I know some of you are disappointed with the choice I made. For that, I am sorry.  I am almost sixty years old. I have spent years trying to be productive and earn a little money. I have always cared too much about what other people thought of me. Now, I just want to do what makes me happy.

I will post whenever I have something of interest to say. Until then… Stay tuned.

Friday, July 1, 2016

BYE FOR NOW

This will br my last blog post. Writing this blog has ceased to be fun for me. Writing posts has become stressful. I spend too much time trying make sure my typing, grammar and spelling are perfect.This blog is flawed like me. Guess that's why my mistakes never bothered me that much. Perhaps if I had done a better job at proofing and editing, more writing opportunities would have been offered to me.

I started this blog on July 7, 2012. It's purpose was to give readers an idea of what life was like for me when I lived at home with caregivers. I wrote about the people and things that were important to me. That's why the first post was about Lucie. She meant the world to me.

When I moved to this facility, I tried to show what my life was like. Readers said I never wrote anything happy or positive. All I did was complain. I apologize. I wrote the things I did hoping to bring about a positive change. I know now that some readers didn't see it that way. Living here is very hard. With the under staffing issue and high turnover rate of aides, there is little continuity of care. I still have not gotten use to life here. I may never fully adjust.

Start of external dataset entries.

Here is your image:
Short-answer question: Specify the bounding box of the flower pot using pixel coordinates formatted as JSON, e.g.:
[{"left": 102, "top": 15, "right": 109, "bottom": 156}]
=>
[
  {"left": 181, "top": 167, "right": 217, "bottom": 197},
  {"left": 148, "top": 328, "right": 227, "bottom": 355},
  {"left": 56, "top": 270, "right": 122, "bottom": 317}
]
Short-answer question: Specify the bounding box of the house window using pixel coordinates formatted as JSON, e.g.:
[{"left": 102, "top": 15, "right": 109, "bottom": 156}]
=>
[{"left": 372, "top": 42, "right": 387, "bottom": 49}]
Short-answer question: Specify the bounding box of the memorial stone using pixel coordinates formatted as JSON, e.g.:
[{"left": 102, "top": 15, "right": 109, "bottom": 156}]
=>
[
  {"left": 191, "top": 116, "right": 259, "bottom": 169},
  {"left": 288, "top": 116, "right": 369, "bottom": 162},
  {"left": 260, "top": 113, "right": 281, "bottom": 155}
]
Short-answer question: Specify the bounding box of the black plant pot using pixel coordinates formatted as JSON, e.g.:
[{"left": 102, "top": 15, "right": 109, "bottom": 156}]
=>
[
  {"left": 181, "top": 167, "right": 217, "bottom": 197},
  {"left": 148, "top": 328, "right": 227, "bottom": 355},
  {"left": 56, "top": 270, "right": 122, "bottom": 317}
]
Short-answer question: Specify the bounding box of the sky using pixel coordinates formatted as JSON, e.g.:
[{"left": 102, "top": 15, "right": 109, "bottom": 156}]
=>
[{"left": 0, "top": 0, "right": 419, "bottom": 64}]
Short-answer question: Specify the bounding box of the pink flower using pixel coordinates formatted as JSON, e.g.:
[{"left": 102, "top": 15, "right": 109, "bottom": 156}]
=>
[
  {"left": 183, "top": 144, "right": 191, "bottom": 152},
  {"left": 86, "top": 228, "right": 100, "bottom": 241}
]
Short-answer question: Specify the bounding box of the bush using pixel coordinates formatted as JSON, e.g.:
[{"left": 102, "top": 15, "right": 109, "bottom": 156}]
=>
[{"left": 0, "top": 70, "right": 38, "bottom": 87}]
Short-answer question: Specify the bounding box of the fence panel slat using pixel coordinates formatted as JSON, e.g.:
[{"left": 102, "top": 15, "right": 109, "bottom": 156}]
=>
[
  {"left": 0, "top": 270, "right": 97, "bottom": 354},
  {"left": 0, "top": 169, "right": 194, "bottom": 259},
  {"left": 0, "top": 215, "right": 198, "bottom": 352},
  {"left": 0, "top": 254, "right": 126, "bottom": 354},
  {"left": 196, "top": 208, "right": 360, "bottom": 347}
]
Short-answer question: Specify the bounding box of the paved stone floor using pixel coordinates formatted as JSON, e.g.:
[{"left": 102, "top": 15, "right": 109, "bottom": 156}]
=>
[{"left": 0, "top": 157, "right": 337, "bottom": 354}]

This blog has gotten to be a burden. I didn't know what to write that readers would enjoy. It is time to stop, at least for now.

I want to try writing nonfiction, articles. I  would like to take an online class in writing nonfiction.. I don't know if that will work out or not. I would like to get better at entertainment writing. I took a webinar on memoir writing. I might do that too. I have spent years trying to prove myself, I have always tried to make a contribution to society. Now, I just want to do what makes me happy.

I tried to make readers think. I never meant to  intentionally misrepresent anything  Most importantly, I tried to bring about change by writing this blog.